I heard the following tale in Arzamas.
It was after the suppression of the rebellion of Razin. The tsar’s generals had erected near Arzamas a whole forest of columns with cross-beams and towards evening the city saw in horror, as they looked from one hill to another, hanging upon them the bodies of atamans and of the men of Arzamas who had joined the revolt. The bloody sun set behind the mountain, fearful darkness covered the heavens, and crows swarmed in clouds around their booty. The people kept asking one another: “Who is hanging there on the mountain? Criminals and murderers or the defenders of popular freedom, the avengers of century-old injustices?”
That same night a young merchant of Arzamas was driving his tired horse along the road from Saratov and he was urging it on with all his might. He abandoned far from the city his cart and the wares which he was bringing from the Volga, and was hurrying ahead without resting at all; he had learned from fugitives whom he had met that there was something wrong in the city and that the men of Razin were rioting in it. And he had left in the city his father and mother and his young wife with her first-born babe.
At midnight the young man galloped on his foaming horse out of the forest on to a hill in sight of his natal city. There was no gleam of fire to be seen above the city, no alarm bells to be heard. The city seemed dead; but in two or three of the churches were there timid lights,—perchance by the dead bodies of “honorable citizens,” who were waiting Christian burial....

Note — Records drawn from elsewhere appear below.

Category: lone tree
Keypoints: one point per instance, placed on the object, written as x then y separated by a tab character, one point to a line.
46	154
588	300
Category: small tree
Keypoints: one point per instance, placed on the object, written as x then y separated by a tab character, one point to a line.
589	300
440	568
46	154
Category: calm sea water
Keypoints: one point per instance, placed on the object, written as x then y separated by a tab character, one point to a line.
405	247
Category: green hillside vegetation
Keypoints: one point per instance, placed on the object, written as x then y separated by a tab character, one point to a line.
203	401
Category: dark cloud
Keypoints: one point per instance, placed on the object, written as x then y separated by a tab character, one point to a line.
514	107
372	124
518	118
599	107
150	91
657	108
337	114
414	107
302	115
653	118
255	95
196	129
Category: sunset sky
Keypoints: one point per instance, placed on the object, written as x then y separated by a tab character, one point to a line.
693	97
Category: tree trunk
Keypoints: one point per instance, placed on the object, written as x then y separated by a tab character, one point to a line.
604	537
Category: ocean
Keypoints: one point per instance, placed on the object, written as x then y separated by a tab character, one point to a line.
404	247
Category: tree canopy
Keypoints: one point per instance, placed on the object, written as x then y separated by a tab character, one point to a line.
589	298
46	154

Suddenly ... his horse started.... It was at that very place where now stand the “houses of God.” ... The merchant saw a dread and leafless forest standing on the mountain side, and, like ripe fruit, the bodies of good young men hanging on the trees, with crows flapping their wings and picking out the eyes of the dead.
The young merchant’s heart had been surging with uncertainty and sorrow during his hurried journey by day and night, uninterrupted save by the need of changing his tired horses, and his soul was weighted down as by a rock with his hatred for the rebels of Razin. He stopped his horse under one scaffold, rose in his stirrups and with all his strength he lashed one of the dead bodies and cursed it.... The body swayed.... The chain creaked and a cloud of crows rose in the air, flapping and cawing.